Souhaitant en finir avec le gaspillage et le suremballage, Rosemont–La Petite-Patrie veut aider ses citoyens à réduire leur quantité de déchets. L’arrondissement montréalais est à la recherche de 50 foyers prêts à embarquer dans un projet-pilote qui les plongera dans un mode de vie zéro déchet pendant huit mois.
« On se rabat souvent sur le compost et le recyclage pour se déculpabiliser de notre surconsommation. Mais il faut réduire nos déchets à la source pour avoir un réel impact sur l’environnement », lance au bout du fil le maire de l’arrondissement, François Croteau, en expliquant les motivations derrière le projet.

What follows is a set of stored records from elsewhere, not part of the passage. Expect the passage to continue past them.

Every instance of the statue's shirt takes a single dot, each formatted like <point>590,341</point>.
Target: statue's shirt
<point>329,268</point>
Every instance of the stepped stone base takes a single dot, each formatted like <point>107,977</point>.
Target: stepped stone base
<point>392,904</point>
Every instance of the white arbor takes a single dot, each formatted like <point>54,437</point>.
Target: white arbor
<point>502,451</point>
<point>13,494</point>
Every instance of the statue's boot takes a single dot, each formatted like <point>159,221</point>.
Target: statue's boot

D’octobre à mai prochain, 50 foyers du quartier seront accompagnés dans une démarche de réduction de leur production de déchets au quotidien. Trois expertes du zéro déchet — les blogueuses Laure Caillot, Amélie Côté et Mélissa de La Fontaine — leur donneront des conseils pour changer leurs habitudes de consommation et de gestion des déchets.
« Quoi apporter pour faire l’épicerie ? Où acheter des produits en vrac sans emballage ? Comment faire ses produits d’entretien ? On veut apporter une aide personnalisée et amener les gens à réfléchir en leur expliquant pourquoi c’est mieux ainsi plutôt que juste dicter quoi faire », explique Laure Caillot.
Les participants devront peser chaque mois leurs ordures et établir un objectif de réduction à atteindre. « Il faut viser quelque chose de réaliste. Si c’est trop demandant, ça va les décourager et ils n’adopteront pas de nouvelles habitudes sur le long terme », précise Mme Caillot.
Pour aller plus loin, des formations et des rencontres de groupe sont prévues. Les citoyens pourront aussi partager leurs astuces à travers un groupe Facebook.
Et tout ça, gratuitement… ou presque. En juin dernier, l’administration a prévu dans son budget près de 25 000 $ pour le projet. De l’argent qui vient donc des poches des citoyens qui payent leurs taxes.
« C’est le principal bémol du projet : seules 50 familles vont en profiter, alors que l’ensemble des citoyens paie des taxes, et donc pour ce projet, sans en bénéficier directement », souligne Marlène Hutchinson, chargée de cours en environnement et développement durable à l’Université Sherbrooke.
Elle trouve toutefois l’idée « avant-gardiste » et plus efficace que « d’envoyer un guide sur le recyclage ou le compost, que les gens ne liront pas ».
« Si on réduit à la source nos déchets, c’est moins de recyclage, de déchets et de compost à ramasser chaque mois. À grande échelle, ça coûtera moins cher pour l’arrondissement et ça permettra d’investir de l’argent dans d’autres services aux citoyens », note pour sa part François Croteau.
Projet à long terme
Les intéressés ont jusqu’au 30 septembre pour déposer leur candidature. Celles retenues seront annoncées le 11 octobre.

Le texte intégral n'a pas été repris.